Bayes should not be on in my config and subsequent check of the GUI
says its not--this may be wrong.
Further, what are the "scoreset" indexes?
I don't use Bayes because all of my clients are POP mail and they are
neither smart|committed enough to mail back ham/spam to educate the
system.
Additionally, when I used Bayes way back when (without manual
population) and simply allowed auto-population to occur, I ended up
with enormous
.spamassassin sub-files that rapidly eclipsed 50% of the client's disk
quota.
I am certain that I am missing critical configurational understanding
and optimizations, but
until your lot kindly educates me--it is what it is and my initial
dilemma remains unresolved.
JP
On 10/17/10 7:01 PM, John Hardin wrote:
On Sun, 17 Oct 2010, Jerry Pape wrote:
[Not sure if this is the right place to send this--please correct me
if I am in error]
This is the place.
Assessment of this header at
http://www.futurequest.net/docs/SA/decode/ yields:
Test Score Description
BAYES_40 0.000 Bayesian spam probability is 20 to 40%
HTML_IMAGE_RATIO_02 0.550 HTML has a low ratio of text to
image area
HTML_MESSAGE 0.001 HTML included in message
HTML_MIME_NO_HTML_TAG 1.052 HTML-only message, but there is
no HTML tag
MIME_HTML_ONLY 1.672 Message only has text/html MIME parts
RDNS_NONE 0.100 Delivered to trusted network by a host with
no rDNS
URIBL_BLACK 1.961 Contains an URL listed in the URIBL blacklist
Total: 5.336
Clearly 5.336 does not equal 3.8.
There are four score sets to choose from based on what options you
have enabled. The above is for scoreset 2, no BAYES + net tests.
Scoreset 3, BAYES + net tests, gives:
HTML_MIME_NO_HTML_TAG 0.097
MIME_HTML_ONLY_MULTI 0.001
HTML_IMAGE_RATIO_02 0.383
HTML_MESSAGE 0.001
MIME_HTML_ONLY 1.457
BAYES_40 -0.185
URIBL_BLACK 1.955
RDNS_NONE 0.1
-------
3.809
These are all of the default scores, and match what you're seeing.
I have no idea how to regress and resolve this problem.
First off, you need to review your Bayes training.
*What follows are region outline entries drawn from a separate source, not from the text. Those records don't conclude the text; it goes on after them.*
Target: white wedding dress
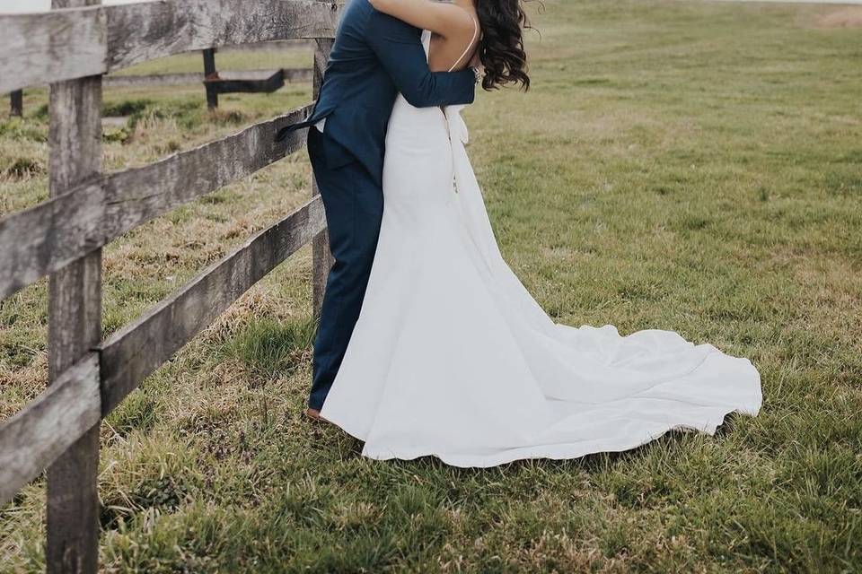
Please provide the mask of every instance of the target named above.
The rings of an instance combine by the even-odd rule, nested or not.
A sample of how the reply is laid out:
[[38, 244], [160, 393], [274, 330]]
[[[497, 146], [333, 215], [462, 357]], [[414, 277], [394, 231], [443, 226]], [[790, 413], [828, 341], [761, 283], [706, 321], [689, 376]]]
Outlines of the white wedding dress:
[[[430, 33], [422, 42], [427, 54]], [[755, 415], [747, 359], [672, 331], [555, 324], [497, 248], [464, 150], [463, 106], [398, 96], [371, 277], [321, 415], [377, 459], [456, 466], [575, 458]]]

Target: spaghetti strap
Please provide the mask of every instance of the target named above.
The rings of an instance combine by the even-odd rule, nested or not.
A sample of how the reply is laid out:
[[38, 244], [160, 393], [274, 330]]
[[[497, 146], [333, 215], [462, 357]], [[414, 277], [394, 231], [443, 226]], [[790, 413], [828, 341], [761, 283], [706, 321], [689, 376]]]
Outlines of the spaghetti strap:
[[[466, 12], [466, 10], [464, 12]], [[464, 57], [467, 56], [467, 52], [469, 52], [470, 48], [472, 48], [473, 42], [476, 41], [476, 36], [479, 34], [479, 24], [476, 23], [476, 19], [471, 16], [470, 14], [467, 14], [467, 15], [470, 17], [471, 20], [473, 21], [473, 37], [470, 39], [470, 43], [467, 45], [467, 48], [464, 48], [464, 51], [462, 53], [462, 55], [458, 57], [458, 59], [455, 60], [455, 63], [453, 64], [452, 66], [449, 68], [450, 72], [454, 70], [455, 66], [461, 64], [461, 61], [464, 59]]]

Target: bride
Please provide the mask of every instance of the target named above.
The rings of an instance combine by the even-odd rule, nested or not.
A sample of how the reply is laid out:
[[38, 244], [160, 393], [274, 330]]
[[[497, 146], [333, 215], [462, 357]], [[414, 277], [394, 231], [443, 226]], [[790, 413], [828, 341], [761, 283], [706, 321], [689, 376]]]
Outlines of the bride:
[[[478, 52], [483, 87], [529, 86], [517, 0], [372, 4], [425, 30], [432, 70], [462, 68]], [[487, 49], [494, 42], [509, 48], [500, 56]], [[672, 429], [713, 434], [730, 412], [757, 414], [760, 375], [747, 359], [672, 331], [621, 336], [545, 314], [500, 255], [462, 108], [396, 100], [374, 266], [321, 418], [372, 458], [491, 466], [625, 450]]]

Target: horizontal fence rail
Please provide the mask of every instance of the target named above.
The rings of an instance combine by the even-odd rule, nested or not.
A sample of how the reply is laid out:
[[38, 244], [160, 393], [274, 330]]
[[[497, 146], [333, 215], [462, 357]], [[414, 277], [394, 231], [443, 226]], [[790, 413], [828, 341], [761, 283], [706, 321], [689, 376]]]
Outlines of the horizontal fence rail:
[[171, 0], [0, 15], [0, 92], [249, 42], [332, 38], [339, 4], [311, 0]]
[[98, 176], [0, 220], [0, 299], [154, 217], [300, 149], [306, 130], [273, 141], [311, 106], [142, 168]]
[[156, 369], [281, 262], [312, 244], [313, 312], [332, 264], [323, 203], [312, 197], [107, 339], [101, 338], [101, 248], [111, 240], [284, 159], [307, 128], [283, 126], [312, 105], [139, 168], [104, 173], [104, 74], [218, 46], [308, 39], [320, 92], [340, 4], [309, 0], [159, 0], [102, 6], [52, 0], [54, 10], [0, 15], [0, 92], [50, 84], [49, 199], [0, 219], [0, 300], [49, 276], [48, 386], [0, 423], [0, 505], [46, 470], [45, 564], [98, 570], [100, 422]]
[[258, 233], [100, 345], [102, 415], [325, 226], [323, 203], [318, 196]]
[[0, 504], [98, 423], [101, 404], [99, 357], [90, 353], [0, 426]]
[[[231, 79], [253, 79], [268, 70], [237, 70], [221, 72]], [[282, 68], [285, 83], [311, 82], [312, 71], [311, 68]], [[110, 75], [102, 81], [106, 88], [137, 88], [149, 86], [181, 86], [200, 83], [204, 81], [203, 74], [186, 72], [179, 74], [152, 74], [149, 75]]]

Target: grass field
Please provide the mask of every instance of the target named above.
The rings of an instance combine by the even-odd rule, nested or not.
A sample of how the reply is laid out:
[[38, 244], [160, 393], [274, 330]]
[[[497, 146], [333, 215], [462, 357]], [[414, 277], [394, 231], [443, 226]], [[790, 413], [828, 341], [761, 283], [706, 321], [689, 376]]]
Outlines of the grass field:
[[[465, 112], [504, 255], [560, 322], [673, 329], [751, 358], [761, 414], [576, 461], [365, 459], [301, 416], [306, 248], [102, 425], [104, 571], [862, 571], [862, 28], [829, 25], [840, 8], [825, 5], [531, 5], [533, 89]], [[210, 115], [199, 88], [109, 91], [131, 118], [108, 130], [106, 167], [309, 92], [225, 96]], [[47, 196], [45, 102], [29, 91], [26, 117], [0, 120], [0, 213]], [[308, 183], [298, 153], [114, 242], [104, 332]], [[45, 386], [46, 315], [44, 281], [0, 307], [0, 418]], [[44, 496], [40, 479], [0, 509], [0, 571], [43, 568]]]

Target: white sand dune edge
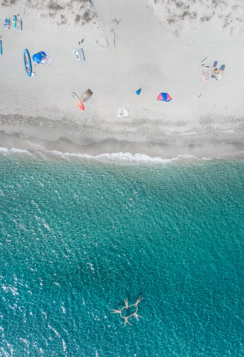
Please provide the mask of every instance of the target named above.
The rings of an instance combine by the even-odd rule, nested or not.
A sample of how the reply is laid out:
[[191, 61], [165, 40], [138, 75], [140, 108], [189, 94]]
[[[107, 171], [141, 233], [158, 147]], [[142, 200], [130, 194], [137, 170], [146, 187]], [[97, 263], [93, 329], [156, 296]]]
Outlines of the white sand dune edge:
[[[181, 147], [244, 142], [240, 2], [208, 1], [196, 9], [186, 0], [180, 8], [163, 0], [93, 2], [84, 2], [81, 10], [74, 0], [69, 6], [55, 1], [62, 7], [55, 10], [47, 0], [42, 7], [40, 2], [28, 7], [22, 0], [0, 5], [1, 14], [20, 14], [23, 21], [21, 32], [13, 26], [1, 31], [0, 130], [81, 145], [106, 139]], [[96, 17], [81, 25], [88, 10], [91, 18], [95, 13]], [[119, 24], [114, 19], [121, 19]], [[72, 50], [79, 47], [85, 62], [74, 58]], [[23, 65], [25, 48], [31, 56], [45, 51], [54, 58], [52, 65], [34, 66], [36, 77], [29, 78]], [[215, 61], [225, 65], [222, 81], [200, 78], [199, 65], [206, 57], [208, 65]], [[81, 112], [71, 93], [81, 95], [88, 88], [94, 94]], [[161, 92], [173, 100], [156, 101]], [[118, 118], [118, 107], [127, 107], [129, 116]]]

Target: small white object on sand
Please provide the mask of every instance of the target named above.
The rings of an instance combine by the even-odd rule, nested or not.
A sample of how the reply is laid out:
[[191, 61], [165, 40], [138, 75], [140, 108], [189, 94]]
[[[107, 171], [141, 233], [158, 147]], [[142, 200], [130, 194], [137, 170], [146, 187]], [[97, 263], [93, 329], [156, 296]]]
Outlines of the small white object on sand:
[[124, 117], [128, 116], [128, 109], [127, 108], [123, 108]]
[[117, 109], [117, 118], [120, 118], [122, 116], [122, 112], [121, 111], [121, 108], [118, 108]]

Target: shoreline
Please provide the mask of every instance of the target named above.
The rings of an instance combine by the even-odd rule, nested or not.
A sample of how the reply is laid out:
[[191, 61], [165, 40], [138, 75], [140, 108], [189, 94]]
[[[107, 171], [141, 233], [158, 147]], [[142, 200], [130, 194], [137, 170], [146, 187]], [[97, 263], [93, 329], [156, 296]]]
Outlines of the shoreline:
[[27, 150], [31, 153], [42, 153], [83, 156], [101, 159], [113, 157], [119, 161], [167, 160], [177, 159], [216, 159], [244, 157], [244, 144], [241, 142], [216, 143], [212, 145], [190, 145], [179, 146], [155, 142], [130, 142], [106, 139], [88, 144], [79, 144], [64, 137], [57, 140], [38, 137], [21, 137], [0, 131], [0, 146], [8, 150]]

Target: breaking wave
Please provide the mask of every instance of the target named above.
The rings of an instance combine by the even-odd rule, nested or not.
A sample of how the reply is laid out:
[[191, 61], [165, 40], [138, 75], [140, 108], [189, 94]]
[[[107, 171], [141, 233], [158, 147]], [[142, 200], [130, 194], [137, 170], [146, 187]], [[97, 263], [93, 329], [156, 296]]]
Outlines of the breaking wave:
[[[39, 147], [39, 148], [40, 148]], [[43, 148], [42, 148], [43, 149]], [[62, 152], [56, 150], [47, 150], [46, 149], [29, 151], [27, 150], [12, 148], [0, 147], [0, 153], [20, 153], [28, 154], [32, 156], [35, 154], [37, 156], [59, 157], [62, 159], [77, 158], [89, 160], [94, 160], [100, 162], [114, 163], [124, 164], [139, 165], [140, 164], [165, 164], [177, 161], [190, 160], [212, 160], [210, 158], [200, 158], [192, 155], [178, 155], [177, 157], [171, 159], [163, 159], [158, 156], [151, 157], [145, 154], [131, 154], [130, 152], [114, 152], [112, 153], [103, 153], [99, 155], [90, 155], [89, 154], [79, 154], [70, 152]]]

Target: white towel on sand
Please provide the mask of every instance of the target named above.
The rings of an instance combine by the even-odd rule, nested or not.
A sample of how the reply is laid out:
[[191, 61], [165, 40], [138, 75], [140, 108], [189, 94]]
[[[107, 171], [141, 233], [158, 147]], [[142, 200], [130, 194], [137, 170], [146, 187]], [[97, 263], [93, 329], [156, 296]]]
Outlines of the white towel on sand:
[[121, 108], [118, 108], [117, 109], [117, 118], [120, 118], [122, 116], [122, 112], [121, 111]]
[[128, 116], [128, 109], [127, 108], [123, 108], [123, 115], [125, 117]]

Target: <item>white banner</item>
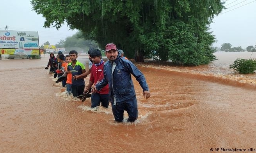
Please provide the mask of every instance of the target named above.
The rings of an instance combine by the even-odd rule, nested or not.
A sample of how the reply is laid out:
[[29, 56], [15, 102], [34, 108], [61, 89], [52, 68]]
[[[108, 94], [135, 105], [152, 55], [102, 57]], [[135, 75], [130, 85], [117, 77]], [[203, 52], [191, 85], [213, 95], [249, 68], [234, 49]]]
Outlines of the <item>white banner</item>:
[[39, 49], [37, 31], [0, 30], [0, 48]]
An obviously
spammy message shouldn't be hitting BAYES_40. Properly-trained Bayes,
hitting BAYES_99, would have scored 7.494 on that message.
For analysis in general...
This will put the individual rule scores into the headers:
add_header all Status "_YESNO_, score=_SCORE_ required=_REQD_
tests=_TESTSSCORES_ autolearn=_AUTOLEARN_ version=_VERSION_"
"spamassassin --debug area=rules <test_msg_file" is often helpful.
However:
The nature of spam changes over time. 3.2, which is only getting
critical bug fixes now, will become steadily less effective the more
time passes and the spammers evolve new tricks. It's getting to the
point that you should really consider upgrading to the latest 3.3
release.